PCI (or Peripheral Component Interconnect), is the original version of this card slot format. Its been around for 14 years and at one point or another was found on virtually all platforms, including PCs and Macs, running any operating system. PCI is a parallel 32-bit bus, which in later generations was upgraded to a 64-bit bus that has a transfer speed of 503 MB/s. The idea behind this protocol is a common path which peripherals share. Think of this buss as a giant highway used for information to get from one place to another; which is great when you are driving home at midnight, but a pain at 5pm when you are trying to get home.

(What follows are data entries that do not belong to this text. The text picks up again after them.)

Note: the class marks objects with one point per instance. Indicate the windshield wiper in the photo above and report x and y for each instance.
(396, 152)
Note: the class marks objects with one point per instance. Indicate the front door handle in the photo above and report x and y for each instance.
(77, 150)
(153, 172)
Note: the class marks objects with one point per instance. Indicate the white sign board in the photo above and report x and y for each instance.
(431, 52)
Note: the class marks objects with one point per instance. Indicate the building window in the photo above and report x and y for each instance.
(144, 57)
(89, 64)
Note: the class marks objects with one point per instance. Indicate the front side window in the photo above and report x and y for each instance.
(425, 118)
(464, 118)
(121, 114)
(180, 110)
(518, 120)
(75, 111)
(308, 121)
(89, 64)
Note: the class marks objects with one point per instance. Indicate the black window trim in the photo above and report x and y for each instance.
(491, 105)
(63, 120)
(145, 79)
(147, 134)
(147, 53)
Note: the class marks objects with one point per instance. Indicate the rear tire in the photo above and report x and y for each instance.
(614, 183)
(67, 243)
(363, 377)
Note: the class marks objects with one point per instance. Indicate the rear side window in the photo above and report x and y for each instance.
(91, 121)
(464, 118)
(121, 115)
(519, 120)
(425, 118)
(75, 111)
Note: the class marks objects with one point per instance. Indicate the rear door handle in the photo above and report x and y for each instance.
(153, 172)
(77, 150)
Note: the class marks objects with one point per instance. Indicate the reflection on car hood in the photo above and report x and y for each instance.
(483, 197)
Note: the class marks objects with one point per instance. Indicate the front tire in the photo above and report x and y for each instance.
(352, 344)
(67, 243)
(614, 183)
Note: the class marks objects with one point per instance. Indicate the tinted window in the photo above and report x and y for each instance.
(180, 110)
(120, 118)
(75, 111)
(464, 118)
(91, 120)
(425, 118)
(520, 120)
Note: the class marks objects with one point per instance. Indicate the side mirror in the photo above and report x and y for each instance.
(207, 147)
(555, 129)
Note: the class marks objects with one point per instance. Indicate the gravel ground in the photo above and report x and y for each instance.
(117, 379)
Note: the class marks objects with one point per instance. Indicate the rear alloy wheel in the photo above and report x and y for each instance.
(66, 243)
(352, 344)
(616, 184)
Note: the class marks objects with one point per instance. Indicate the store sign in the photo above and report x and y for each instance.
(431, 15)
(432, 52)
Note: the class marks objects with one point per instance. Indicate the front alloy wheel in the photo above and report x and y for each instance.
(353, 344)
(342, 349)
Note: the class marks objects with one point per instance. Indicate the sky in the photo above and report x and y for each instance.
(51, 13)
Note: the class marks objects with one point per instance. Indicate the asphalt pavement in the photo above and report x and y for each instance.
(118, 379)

PCI-X (or PCI-Extended), is an extended version of the original PCI and runs slightly faster with a 133Mhz parallel bus speeds, enabling a transfer rate of 1014 MB/s (for the original specification). Later releases, such as PCI-X 2.0, had improved transfer speeds. PCI-X is backwards compatible for PCI (meaning, you can put a PCI card in a PCI-X slot. You cannot put a PCI-X card in a PCI slot). The card slots look different on a motherboard, with PCI-X being in a slightly longer, somewhat similar aesthetic design.
PCI-E (or PCI-Express) is an entirely different, completely incompatible to existing PCI technology, card slot format. PCI-E uses a completely different technology that is designed so peripherals don't have to share a common pathway or "lane". This means the highway that is being shared in the PCI protocol is gone, being replaced by lanes which are specific to each peripheral. So that new video card, which wants to take up all of the bandwidth, will no longer effect the performance of your audio cards.
Different HP servers support different types of PCI slots, what type of HP server were you looking to install this PCI card into?